Vulnerabilities in suppliers and lack of skills: the two most critical fronts for CISOs
Cybersecurity operations center (SOC) screens displaying dashboards with alerts, threat maps, or real-time analysis. A dark technological environment with monitor lights conveying digital surveillance and the complexity of threats.
Corporate cybersecurity is at a critical juncture. On one hand, supply chain attacks have reached record levels: malicious actors are no longer targeting just companies, but also their suppliers, SaaS integrations, and third-party services.
On the other hand, organizations face a growing shortage of specialized talent capable of anticipating and managing these interconnected risks. This double pressure makes supplier security and the skills gap the most pressing challenges for CISOs in 2026.
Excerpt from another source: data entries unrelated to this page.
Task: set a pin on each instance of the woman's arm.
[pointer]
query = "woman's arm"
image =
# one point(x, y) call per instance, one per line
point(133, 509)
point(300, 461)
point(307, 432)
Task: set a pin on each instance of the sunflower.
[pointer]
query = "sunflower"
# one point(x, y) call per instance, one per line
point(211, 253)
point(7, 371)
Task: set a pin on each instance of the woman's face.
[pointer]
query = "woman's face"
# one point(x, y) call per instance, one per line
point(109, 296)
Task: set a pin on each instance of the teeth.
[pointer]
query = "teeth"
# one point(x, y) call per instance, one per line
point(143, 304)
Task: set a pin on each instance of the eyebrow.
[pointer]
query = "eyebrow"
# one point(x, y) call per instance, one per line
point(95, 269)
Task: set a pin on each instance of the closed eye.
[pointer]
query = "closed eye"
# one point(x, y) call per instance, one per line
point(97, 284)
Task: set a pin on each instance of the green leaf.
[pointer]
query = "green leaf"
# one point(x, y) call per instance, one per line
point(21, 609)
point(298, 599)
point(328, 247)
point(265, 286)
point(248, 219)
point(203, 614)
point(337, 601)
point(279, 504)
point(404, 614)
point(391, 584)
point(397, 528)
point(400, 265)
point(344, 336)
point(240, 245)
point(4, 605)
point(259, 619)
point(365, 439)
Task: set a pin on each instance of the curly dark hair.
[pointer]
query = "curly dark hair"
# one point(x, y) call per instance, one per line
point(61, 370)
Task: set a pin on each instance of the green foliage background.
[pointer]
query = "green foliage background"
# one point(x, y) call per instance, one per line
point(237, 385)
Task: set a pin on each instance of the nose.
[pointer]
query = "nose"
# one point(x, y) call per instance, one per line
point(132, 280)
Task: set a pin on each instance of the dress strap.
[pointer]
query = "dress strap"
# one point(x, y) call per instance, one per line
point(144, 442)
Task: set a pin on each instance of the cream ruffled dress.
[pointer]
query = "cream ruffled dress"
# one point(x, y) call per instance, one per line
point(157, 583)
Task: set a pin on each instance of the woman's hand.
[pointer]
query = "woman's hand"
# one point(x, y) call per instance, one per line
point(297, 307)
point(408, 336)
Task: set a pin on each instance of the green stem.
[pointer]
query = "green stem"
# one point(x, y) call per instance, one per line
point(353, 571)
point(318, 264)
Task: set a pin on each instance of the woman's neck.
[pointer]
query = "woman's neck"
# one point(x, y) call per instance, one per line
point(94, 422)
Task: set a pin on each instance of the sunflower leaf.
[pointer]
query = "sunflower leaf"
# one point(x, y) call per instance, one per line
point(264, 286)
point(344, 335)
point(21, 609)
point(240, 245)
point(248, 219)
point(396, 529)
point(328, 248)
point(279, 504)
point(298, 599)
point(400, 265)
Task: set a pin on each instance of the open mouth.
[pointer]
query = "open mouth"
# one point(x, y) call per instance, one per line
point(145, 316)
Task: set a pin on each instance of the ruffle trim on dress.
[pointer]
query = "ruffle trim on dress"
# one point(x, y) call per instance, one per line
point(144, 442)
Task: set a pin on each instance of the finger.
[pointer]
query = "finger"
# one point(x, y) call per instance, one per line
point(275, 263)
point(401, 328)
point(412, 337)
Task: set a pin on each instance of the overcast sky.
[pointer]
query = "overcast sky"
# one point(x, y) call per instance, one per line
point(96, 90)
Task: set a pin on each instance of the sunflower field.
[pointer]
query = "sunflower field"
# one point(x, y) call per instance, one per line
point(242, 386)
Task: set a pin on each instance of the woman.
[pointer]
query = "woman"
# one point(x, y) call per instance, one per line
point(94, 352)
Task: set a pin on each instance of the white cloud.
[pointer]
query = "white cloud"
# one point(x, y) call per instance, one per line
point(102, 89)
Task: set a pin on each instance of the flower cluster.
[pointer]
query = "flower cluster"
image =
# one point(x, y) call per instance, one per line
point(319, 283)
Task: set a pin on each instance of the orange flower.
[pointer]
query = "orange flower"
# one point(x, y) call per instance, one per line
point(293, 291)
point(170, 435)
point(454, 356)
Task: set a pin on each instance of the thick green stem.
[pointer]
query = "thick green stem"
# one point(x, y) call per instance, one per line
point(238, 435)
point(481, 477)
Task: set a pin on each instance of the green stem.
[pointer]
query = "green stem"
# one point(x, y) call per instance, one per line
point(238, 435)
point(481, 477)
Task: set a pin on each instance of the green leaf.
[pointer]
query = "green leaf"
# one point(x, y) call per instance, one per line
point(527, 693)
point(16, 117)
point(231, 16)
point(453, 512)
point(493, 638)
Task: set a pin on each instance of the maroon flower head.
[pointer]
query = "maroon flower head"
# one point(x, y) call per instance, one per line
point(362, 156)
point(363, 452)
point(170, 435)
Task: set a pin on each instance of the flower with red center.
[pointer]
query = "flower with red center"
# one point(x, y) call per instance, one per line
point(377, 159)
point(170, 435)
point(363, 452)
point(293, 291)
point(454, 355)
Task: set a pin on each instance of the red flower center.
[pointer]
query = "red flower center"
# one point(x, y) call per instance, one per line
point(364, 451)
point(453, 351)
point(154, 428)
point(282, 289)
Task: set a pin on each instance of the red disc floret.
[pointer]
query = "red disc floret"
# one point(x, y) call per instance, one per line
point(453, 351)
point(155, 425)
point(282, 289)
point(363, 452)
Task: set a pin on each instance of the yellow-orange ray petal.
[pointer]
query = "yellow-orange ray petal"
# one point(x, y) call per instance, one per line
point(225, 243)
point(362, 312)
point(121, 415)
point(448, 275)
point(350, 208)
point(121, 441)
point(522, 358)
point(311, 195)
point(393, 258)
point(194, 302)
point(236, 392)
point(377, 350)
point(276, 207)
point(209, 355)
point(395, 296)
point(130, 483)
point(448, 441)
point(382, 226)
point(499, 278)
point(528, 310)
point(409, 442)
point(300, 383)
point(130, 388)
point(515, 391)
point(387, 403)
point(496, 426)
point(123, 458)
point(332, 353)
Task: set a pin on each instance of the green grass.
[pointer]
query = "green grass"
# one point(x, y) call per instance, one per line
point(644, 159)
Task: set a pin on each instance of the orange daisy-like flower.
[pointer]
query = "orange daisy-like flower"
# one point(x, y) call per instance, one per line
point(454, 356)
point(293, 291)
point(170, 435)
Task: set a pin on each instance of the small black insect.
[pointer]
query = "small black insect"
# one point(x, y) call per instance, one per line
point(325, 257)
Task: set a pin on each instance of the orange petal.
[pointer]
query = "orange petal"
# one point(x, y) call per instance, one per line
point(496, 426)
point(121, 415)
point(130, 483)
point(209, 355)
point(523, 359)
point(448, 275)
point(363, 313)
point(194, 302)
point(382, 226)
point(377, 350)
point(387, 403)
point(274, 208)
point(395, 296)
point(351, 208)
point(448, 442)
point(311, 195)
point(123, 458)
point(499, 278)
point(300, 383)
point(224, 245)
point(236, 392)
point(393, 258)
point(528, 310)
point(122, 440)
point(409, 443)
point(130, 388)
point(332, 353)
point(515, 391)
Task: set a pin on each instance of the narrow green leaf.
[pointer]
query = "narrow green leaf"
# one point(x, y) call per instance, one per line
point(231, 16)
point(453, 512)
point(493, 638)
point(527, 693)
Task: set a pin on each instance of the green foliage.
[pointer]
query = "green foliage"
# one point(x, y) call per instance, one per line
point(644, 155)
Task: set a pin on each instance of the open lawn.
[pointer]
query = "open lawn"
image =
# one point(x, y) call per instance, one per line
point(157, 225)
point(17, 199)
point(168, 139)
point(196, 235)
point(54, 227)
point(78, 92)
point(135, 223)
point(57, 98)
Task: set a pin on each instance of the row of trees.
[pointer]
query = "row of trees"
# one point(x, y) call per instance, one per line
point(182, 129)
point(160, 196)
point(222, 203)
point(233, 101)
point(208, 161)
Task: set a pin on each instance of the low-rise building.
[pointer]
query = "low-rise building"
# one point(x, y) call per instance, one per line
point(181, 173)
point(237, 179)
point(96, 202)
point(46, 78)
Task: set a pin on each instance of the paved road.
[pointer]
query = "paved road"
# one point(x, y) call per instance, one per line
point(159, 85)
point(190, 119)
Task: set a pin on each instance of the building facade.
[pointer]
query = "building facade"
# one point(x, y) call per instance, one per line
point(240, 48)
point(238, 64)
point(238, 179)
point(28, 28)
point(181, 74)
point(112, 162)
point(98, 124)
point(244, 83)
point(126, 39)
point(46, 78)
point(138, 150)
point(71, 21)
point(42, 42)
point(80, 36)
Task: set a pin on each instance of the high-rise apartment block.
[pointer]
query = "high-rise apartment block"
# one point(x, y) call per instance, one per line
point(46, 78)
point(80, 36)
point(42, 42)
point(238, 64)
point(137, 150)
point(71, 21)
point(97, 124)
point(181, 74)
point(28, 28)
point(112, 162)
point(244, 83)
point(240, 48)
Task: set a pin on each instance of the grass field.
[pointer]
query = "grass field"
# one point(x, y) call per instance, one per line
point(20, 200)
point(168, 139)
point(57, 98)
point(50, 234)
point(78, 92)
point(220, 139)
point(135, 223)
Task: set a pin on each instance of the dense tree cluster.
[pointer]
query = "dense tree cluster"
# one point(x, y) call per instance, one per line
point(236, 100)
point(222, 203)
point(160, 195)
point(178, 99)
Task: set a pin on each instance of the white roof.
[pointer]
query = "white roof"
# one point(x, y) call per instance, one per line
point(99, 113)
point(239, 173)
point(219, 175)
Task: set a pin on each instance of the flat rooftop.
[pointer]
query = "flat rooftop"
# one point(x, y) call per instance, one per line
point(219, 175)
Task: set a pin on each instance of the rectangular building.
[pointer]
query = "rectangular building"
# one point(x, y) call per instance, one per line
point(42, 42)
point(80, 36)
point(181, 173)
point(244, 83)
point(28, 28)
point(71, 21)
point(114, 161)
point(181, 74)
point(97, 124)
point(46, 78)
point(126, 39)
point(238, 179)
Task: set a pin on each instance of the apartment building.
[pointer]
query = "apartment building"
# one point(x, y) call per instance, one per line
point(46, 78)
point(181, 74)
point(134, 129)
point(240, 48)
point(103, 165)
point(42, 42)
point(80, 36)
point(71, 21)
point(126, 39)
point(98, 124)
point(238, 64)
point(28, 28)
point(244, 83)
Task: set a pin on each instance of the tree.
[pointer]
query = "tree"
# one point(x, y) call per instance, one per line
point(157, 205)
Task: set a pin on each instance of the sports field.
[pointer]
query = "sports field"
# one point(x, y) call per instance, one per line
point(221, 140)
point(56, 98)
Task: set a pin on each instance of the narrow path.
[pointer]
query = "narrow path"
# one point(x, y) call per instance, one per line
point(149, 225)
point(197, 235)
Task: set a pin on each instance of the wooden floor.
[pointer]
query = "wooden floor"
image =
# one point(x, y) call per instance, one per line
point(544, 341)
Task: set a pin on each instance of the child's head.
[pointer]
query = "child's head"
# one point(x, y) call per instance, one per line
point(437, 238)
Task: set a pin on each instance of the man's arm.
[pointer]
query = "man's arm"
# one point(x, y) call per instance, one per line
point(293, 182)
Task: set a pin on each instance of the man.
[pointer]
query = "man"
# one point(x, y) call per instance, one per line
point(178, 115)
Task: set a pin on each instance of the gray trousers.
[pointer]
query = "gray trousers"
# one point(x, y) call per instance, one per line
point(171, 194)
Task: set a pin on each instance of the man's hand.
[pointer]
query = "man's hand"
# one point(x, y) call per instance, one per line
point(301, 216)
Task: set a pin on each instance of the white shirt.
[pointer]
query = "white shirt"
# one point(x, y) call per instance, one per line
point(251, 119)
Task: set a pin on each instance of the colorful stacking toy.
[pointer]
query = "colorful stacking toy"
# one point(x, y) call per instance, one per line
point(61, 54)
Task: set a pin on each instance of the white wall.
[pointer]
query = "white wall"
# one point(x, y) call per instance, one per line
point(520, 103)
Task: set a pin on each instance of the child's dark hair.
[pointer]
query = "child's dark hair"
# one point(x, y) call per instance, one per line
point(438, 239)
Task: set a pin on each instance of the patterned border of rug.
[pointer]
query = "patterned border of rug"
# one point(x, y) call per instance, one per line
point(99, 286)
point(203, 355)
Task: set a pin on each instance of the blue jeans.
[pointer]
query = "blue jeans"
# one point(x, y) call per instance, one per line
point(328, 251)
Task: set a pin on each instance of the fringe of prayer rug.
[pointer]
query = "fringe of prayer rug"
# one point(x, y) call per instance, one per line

In this context, each new technology partner adds a potential entry point and necessitates enhanced audits, continuous monitoring, and stricter security agreements. At the same time, the lack of professionals trained to operate, scale, and automate defense strategies leaves internal teams overburdened, trying to do more with less.
This reality is confirmed in a recent BrandShield report, which surveyed 200 CISOs about the main risks organizations face today. The study reveals a dispersion of threats that reflects the complexity of the digital ecosystem.
The 10 threats that most worry CISOs
- Phishing
- Malware y ransomware
- Brand impersonation
- Data and credentials leak
- Supply chain attacks
- Vulnerabilities in third-party software
- Internal threats
- Fraud on social media and fake websites
- Deepfakes and identity manipulation
- Risks associated with generative AI
The conclusion is clear: there is no single dominant threat. “Levels of concern are evenly distributed, indicating that CISOs today face an ecosystem of interconnected risks that reinforce each other,” explained Néstor Markowicz, COO of CertiSur.
This requires abandoning the traditional approach of prioritizing a single risk and moving towards a comprehensive defense based on multiple layers of security, including:
- Automate certificate management
- Detect and disable threats in real time
- Incorporate multi-factor authentication (MFA)
- Increase visibility into access points, exposed systems, and third parties
The current landscape demonstrates that cybercrime no longer operates in isolated compartments. A phishing campaign can be the prelude to ransomware; a digital identity manipulated through deepfake technology can enable critical access; a breach at a supplier can compromise the entire organization.
“Today, cybersecurity is a business issue, not just a technology issue,” Markowicz emphasized. “An attack can halt a company’s entire operations, generate significant losses, and damage its reputation. With diverse and highly interconnected threats, a single incident can escalate very quickly.”
Faced with this scenario, the priority is to gain visibility and automate. “The first step is to know which certificates, access credentials, and systems are exposed. Then, automate their management, add MFA, and raise team awareness. This combination immediately reduces the attack surface and prepares the organization to respond quickly to any incident,” the COO concluded.